With that disclaimer, if you are looking for something to read this summer, here are a few suggestions.
Proof of Heaven: A Neurosurgeon’s Journey into the Afterlife is Eben Alexander’s account of his own near death experience. In this memoire of his miraculous recovery from a mysterious illness that attacked his brain, Alexander, himself a neurosurgeon, describes his experience of existing in another dimension of reality while he lay comatose for seven days. While Alexander’s attempts to describe the ineffable fall flat, and his proof is unconvincing, the book seems to have a broad appeal; it has been on the New York Times bestseller list for well over a year.
Two standout non-fiction books, also bestsellers, are The Juggler’s Children and In the Garden of Beasts.
In The Juggler’s Children, Carolyn Abrahams, well known for her work as a medical science reporter for the Globe and Mail, describes her search for her ancestral roots through DNA analysis. The book reads like a novel and the scientific explanations are easy to follow. If I were to take one lesson from this book, it would be that we are all members of the same human family. A National Bestseller, and a 2013 finalist for the Governor General’s Literary Award for Non-Fiction, this book deserves its accolades.
A New York Times bestseller, In the Garden of Beasts, by Erik Larsen, takes the reader into the Berlin of the early 1930’s during Hitler’s rise to power.
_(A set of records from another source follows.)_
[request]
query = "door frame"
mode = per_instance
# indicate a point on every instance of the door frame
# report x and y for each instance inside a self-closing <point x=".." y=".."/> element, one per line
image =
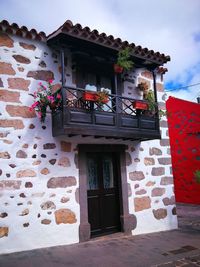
<point x="128" y="221"/>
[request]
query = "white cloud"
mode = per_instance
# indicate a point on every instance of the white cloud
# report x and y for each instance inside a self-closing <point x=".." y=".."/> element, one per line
<point x="168" y="26"/>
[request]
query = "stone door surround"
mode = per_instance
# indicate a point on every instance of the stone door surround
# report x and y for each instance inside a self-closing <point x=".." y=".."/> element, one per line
<point x="128" y="221"/>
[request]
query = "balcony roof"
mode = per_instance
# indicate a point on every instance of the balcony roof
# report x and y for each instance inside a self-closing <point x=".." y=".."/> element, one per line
<point x="101" y="39"/>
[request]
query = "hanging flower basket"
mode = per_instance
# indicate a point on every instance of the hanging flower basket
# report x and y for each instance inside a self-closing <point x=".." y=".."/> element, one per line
<point x="118" y="69"/>
<point x="139" y="104"/>
<point x="98" y="97"/>
<point x="89" y="96"/>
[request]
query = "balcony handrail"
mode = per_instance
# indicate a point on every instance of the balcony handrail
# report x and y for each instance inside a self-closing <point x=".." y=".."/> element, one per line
<point x="112" y="95"/>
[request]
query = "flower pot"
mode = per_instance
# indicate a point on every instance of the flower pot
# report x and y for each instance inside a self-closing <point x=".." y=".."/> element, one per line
<point x="118" y="69"/>
<point x="139" y="104"/>
<point x="53" y="106"/>
<point x="101" y="100"/>
<point x="89" y="96"/>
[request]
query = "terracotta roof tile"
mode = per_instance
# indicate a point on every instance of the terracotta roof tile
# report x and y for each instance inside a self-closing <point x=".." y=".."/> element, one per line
<point x="85" y="33"/>
<point x="101" y="38"/>
<point x="22" y="32"/>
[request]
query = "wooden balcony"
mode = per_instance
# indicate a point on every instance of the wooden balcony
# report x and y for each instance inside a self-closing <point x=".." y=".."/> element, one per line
<point x="116" y="119"/>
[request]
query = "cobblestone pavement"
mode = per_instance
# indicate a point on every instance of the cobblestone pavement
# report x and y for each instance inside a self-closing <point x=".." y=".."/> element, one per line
<point x="179" y="247"/>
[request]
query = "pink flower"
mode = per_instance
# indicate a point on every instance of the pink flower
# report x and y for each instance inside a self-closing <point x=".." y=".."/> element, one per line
<point x="50" y="98"/>
<point x="58" y="96"/>
<point x="39" y="114"/>
<point x="35" y="104"/>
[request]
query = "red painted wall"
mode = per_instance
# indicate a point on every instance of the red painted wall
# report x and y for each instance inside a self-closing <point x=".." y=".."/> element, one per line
<point x="184" y="133"/>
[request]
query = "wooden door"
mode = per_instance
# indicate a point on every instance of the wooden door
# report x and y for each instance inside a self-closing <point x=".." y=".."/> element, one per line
<point x="103" y="193"/>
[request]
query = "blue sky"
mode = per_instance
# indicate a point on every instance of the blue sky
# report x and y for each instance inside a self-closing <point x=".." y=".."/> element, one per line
<point x="168" y="26"/>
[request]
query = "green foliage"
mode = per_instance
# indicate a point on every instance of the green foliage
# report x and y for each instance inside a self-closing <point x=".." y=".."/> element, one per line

Through the experiences of the United States Ambassador to Germany, William E. Dodd, and his flirtatious daughter, Martha, Larsen elucidates the slow, quiet march of insidious events that eventually led to the Holocaust and brought the world to war.
The One Hundred Year Old Man Who Climbed Out Of The Window And Disappeared, by Jonas Jonasson, is a fun read. A bit of slapstick, a bit of black comedy, this book revolves around an unlikely but likeable hero whose talent with explosives shaped world history before, at the age of 100 years, he meets up with an assortment of criminals and incompetent police.
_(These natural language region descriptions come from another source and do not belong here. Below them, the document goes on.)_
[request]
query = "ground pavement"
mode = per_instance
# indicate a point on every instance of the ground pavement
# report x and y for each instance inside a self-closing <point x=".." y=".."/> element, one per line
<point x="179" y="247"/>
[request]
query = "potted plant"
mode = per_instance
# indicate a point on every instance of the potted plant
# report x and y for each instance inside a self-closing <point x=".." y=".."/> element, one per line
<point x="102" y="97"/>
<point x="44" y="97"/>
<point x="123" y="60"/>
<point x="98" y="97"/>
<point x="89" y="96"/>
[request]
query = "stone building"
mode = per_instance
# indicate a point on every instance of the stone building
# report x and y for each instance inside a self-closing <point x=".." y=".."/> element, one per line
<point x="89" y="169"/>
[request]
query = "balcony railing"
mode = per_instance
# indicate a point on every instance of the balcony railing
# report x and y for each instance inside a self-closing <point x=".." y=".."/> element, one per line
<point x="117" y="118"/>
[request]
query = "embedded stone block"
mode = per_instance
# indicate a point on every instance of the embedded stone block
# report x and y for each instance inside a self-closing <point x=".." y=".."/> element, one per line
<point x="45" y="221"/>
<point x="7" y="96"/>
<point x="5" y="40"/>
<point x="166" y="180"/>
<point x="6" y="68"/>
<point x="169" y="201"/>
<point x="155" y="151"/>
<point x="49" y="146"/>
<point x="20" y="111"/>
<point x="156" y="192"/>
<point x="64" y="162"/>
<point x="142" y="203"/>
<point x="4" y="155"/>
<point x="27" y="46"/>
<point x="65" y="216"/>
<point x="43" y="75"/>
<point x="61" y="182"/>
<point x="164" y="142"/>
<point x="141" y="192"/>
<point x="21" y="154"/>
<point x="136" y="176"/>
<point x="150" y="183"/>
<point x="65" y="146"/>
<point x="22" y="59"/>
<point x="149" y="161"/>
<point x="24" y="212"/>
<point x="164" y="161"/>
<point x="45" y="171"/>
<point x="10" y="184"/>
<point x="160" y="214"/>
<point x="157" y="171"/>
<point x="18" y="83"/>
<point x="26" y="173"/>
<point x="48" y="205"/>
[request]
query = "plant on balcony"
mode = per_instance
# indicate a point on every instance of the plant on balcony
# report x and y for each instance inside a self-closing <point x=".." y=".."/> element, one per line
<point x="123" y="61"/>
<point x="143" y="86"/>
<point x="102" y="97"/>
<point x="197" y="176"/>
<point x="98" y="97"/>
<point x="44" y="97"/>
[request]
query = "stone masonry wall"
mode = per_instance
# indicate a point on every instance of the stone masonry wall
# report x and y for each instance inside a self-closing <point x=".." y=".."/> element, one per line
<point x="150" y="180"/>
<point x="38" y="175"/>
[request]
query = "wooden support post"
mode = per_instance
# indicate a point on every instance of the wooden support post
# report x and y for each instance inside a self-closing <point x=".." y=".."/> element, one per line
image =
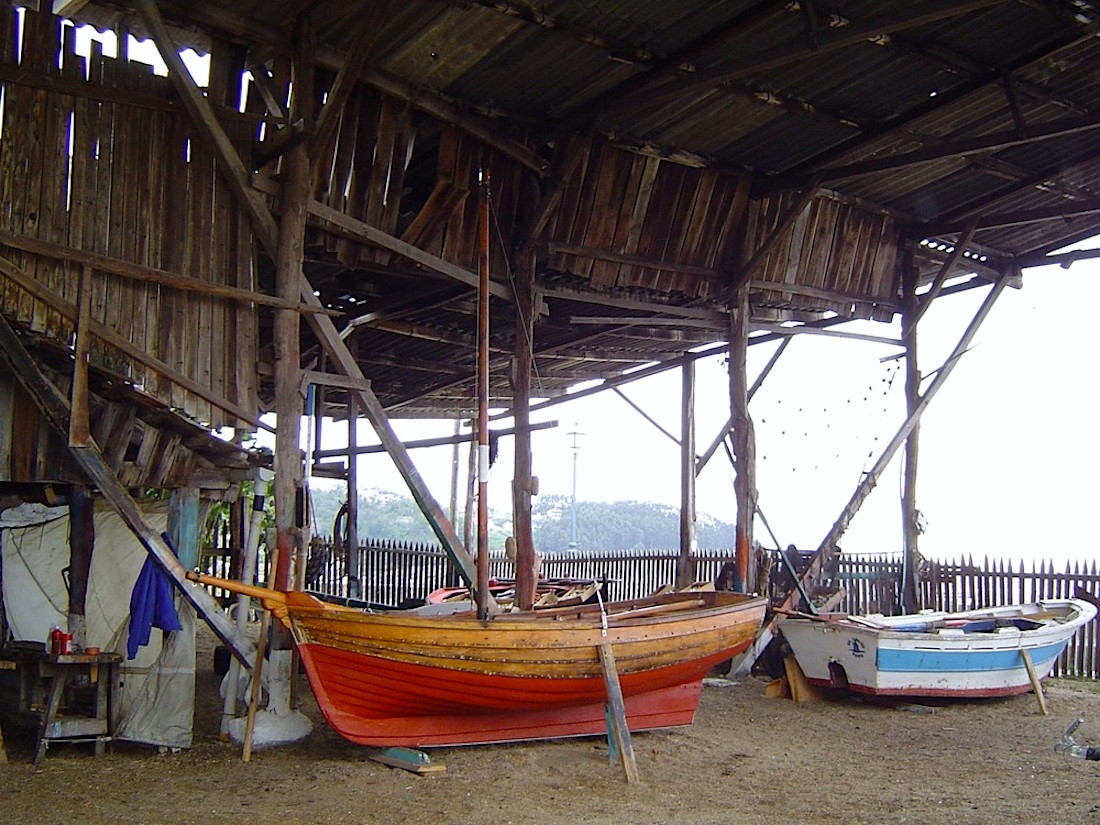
<point x="257" y="670"/>
<point x="619" y="732"/>
<point x="523" y="483"/>
<point x="288" y="275"/>
<point x="272" y="235"/>
<point x="81" y="545"/>
<point x="727" y="428"/>
<point x="1036" y="684"/>
<point x="685" y="564"/>
<point x="354" y="575"/>
<point x="827" y="548"/>
<point x="744" y="440"/>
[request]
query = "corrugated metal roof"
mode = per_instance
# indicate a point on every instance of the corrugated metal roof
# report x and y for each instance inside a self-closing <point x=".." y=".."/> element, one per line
<point x="902" y="89"/>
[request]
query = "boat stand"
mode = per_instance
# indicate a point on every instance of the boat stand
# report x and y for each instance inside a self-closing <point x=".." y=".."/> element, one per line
<point x="415" y="761"/>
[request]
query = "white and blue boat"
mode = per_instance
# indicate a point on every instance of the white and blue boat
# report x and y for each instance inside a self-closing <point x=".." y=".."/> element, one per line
<point x="985" y="652"/>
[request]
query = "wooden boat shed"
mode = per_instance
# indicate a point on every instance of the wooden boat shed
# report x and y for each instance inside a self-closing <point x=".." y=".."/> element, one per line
<point x="668" y="180"/>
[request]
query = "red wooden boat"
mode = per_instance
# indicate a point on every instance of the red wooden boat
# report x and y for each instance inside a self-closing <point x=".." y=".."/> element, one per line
<point x="402" y="678"/>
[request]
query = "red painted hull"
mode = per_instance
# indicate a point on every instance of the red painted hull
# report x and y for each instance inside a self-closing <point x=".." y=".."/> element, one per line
<point x="385" y="680"/>
<point x="661" y="708"/>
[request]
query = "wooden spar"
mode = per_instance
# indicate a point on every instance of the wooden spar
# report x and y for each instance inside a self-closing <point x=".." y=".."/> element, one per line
<point x="685" y="567"/>
<point x="1036" y="684"/>
<point x="619" y="733"/>
<point x="482" y="591"/>
<point x="55" y="409"/>
<point x="827" y="548"/>
<point x="911" y="314"/>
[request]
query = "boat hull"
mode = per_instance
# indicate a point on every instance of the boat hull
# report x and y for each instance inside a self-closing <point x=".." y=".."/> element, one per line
<point x="405" y="680"/>
<point x="936" y="655"/>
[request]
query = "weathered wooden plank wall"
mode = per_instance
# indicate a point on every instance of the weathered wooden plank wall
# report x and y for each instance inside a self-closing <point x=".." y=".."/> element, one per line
<point x="835" y="250"/>
<point x="620" y="204"/>
<point x="81" y="169"/>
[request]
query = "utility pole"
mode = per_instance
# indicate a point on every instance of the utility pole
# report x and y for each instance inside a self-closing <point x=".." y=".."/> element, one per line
<point x="572" y="513"/>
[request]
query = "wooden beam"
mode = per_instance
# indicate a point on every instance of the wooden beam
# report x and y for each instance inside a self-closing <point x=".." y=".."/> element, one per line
<point x="993" y="142"/>
<point x="618" y="257"/>
<point x="924" y="301"/>
<point x="1003" y="220"/>
<point x="55" y="409"/>
<point x="150" y="274"/>
<point x="743" y="274"/>
<point x="915" y="14"/>
<point x="365" y="232"/>
<point x="109" y="336"/>
<point x="816" y="292"/>
<point x="198" y="107"/>
<point x="350" y="69"/>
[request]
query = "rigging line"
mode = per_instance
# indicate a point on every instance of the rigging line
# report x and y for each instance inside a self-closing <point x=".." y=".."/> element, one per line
<point x="528" y="328"/>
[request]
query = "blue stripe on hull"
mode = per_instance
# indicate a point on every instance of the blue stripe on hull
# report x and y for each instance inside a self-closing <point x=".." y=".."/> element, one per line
<point x="963" y="660"/>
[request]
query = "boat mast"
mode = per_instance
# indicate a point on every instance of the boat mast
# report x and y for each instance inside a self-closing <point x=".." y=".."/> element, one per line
<point x="482" y="592"/>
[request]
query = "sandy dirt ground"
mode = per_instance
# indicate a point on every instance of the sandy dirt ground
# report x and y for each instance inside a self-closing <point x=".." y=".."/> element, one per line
<point x="747" y="759"/>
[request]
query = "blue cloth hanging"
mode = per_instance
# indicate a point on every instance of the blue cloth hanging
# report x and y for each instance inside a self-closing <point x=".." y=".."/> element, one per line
<point x="151" y="605"/>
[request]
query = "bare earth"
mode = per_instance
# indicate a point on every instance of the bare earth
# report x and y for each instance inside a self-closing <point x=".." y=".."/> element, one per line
<point x="747" y="759"/>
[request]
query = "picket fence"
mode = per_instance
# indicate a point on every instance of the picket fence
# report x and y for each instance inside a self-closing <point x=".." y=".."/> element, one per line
<point x="395" y="573"/>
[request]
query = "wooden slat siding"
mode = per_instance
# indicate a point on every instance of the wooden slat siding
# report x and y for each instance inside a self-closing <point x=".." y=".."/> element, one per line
<point x="639" y="208"/>
<point x="672" y="200"/>
<point x="692" y="222"/>
<point x="382" y="166"/>
<point x="363" y="169"/>
<point x="345" y="134"/>
<point x="41" y="45"/>
<point x="13" y="175"/>
<point x="362" y="152"/>
<point x="823" y="239"/>
<point x="615" y="186"/>
<point x="405" y="134"/>
<point x="562" y="220"/>
<point x="598" y="176"/>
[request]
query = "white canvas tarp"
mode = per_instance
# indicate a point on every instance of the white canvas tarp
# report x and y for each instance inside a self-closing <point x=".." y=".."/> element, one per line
<point x="156" y="702"/>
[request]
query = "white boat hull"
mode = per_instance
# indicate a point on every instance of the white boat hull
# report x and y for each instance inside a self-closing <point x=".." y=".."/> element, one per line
<point x="974" y="653"/>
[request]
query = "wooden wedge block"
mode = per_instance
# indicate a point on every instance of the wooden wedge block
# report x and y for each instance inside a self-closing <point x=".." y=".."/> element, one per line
<point x="801" y="690"/>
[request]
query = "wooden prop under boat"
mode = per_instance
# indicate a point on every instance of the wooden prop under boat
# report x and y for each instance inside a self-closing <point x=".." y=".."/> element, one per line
<point x="398" y="678"/>
<point x="974" y="653"/>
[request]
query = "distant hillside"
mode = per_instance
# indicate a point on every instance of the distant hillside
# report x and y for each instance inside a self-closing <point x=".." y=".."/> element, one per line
<point x="613" y="526"/>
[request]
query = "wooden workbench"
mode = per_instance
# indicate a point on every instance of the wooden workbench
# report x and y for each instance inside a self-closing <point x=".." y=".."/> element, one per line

The Unlikely Pilgrimage of Harold Fry, by Rachel Joyce, is about a man who sets off to mail a letter to a former colleague who is dying, and ends up walking from one end of England to the other. As he walks, Harold works through his past. While he cannot save his friend from dying of cancer, he finds healing for himself, his wife and their relationship.
Medicine Walk, by Richard Wagamese, is the journey of a teenage boy through the mountainous backcountry of British Columbia with his estranged father, who is dying of the drink, and wants to be buried in the “warrior way”. The book deals with the formation of identity, and with the complexities of coming to grips with our personal and collective histories.
Tackling a classic
In a pique of ambition, and in honour of the book’s 100th anniversary, my book club tackled Marcel Proust’s In Search of Lost Time, Volume 1: The Way by Swann’s, translated by Lydia Davis. This book is challenging to read. There is virtually no plot and the rambling sentences require lots of focus on the part of the reader. There are elements in the boy’s memories of childhood, and in his attempts to make sense of the world that are universal, and, these, I suspect, have contributed to the book’s status as a classic.
My old teacher probably thought well of Proust, but may have not liked some of my other choices, leading me to conclude that a good book is one that the reader enjoys. Whatever your taste, I hope you find one book this summer that satisfies your reading palate.